レストランなどの食事のデリバリーサービスがコロナ禍で脚光を浴びている。英国を本拠とするDeliverooもその1つ。日本語の「デリバる」との相性もいい。同社の躍進につれて同社のビジネスモデルが新たなトレンドになりつつある。

2013年に創業した同社のビジネスは、基本的にはレストランと顧客をマッチングして食事を配達するサービス。人気のレストランの料理がアプリで簡単便利に注文でき、自宅に届けられる。

DeliverooのiPhone用アプリ(App Storeより)

同じようなアプリやサービスは他にいくつもあるが、新たなトレンドとされている同社のビジネスモデルは、2017年5月に導入した「Deliveroo Editions」というコンセプト。

CNBCが、「ダーク」キッチン、「ゴースト」キッチン、「配達専門」キッチン、「クラウド」キッチンと、何やら怪しげな用語を交えて説明しているが、要するに、レストラン等の食事を配達専用のキッチンで調理して、フリーランスの配達人が顧客に届けるという仕組み。

配達専用なので客を収容したりサーブしたりする施設や要員を確保する必要がなく、交通の便利な場所に設置する必要もないので、コストを大幅に抑えることができる。

既存のレストランにとっては、配達用の料理を既存のキッチンとは別のキッチンで調理することで、配達用の負荷が大きくなっても既存のレストランの運営には影響を与えない。

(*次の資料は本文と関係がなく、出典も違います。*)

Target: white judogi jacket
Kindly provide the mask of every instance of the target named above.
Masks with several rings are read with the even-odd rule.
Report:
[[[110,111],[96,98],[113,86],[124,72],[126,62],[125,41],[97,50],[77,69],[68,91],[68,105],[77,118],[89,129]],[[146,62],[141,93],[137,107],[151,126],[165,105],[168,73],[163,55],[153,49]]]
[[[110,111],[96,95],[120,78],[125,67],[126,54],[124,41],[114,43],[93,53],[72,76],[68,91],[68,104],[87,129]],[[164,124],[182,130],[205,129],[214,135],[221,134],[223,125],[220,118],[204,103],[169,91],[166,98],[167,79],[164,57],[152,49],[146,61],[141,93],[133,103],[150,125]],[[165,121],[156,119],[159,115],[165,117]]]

新規に開店するレストランにとっては開店までの期間を驚くほど短縮し、開業費や運営費の大幅な削減ができる。

Deliverooは多数のレストランと提携し、各レストランの配達専用のキッチンを集積した「ハブ」、すなわち「Delivaroo Editions」を、英国内に14か所、全世界で32か所設置している。さらに今年中に64か所に倍増する計画もある。

また今年中にIPOも計画しており、評価額は130億ドルにもなると予想され、英国のテック企業としては今年最大のIPOの1つになると見込まれている。

コロナ禍が追い風になったという運の良さもあるだろうが、このビジネスモデルにチャンスを見出した創業者の先見性もなかなかのものだ。

上記のCNBCが指摘しているのは、このDeliverooの勢いにAmazonも既に乗っており、恩恵にあずかる準備ができていること。2019年5月にDeliverooが5億7,500万ドルの資金調達をしたときにAmazonがリードインベスターとなり、16%の持ち分を取得している。さらにAmazonのアプリがDeliverooのアプリを包含した「スーパーアプリ」になる可能性もあるとのことだ。

これほどまでに事業を拡大してきたAmazonの先見性にも舌を巻く思いだが、ジェフ・ベゾス氏がCEOを退いた後はどうなるのか、興味を持って見守ることにしたい。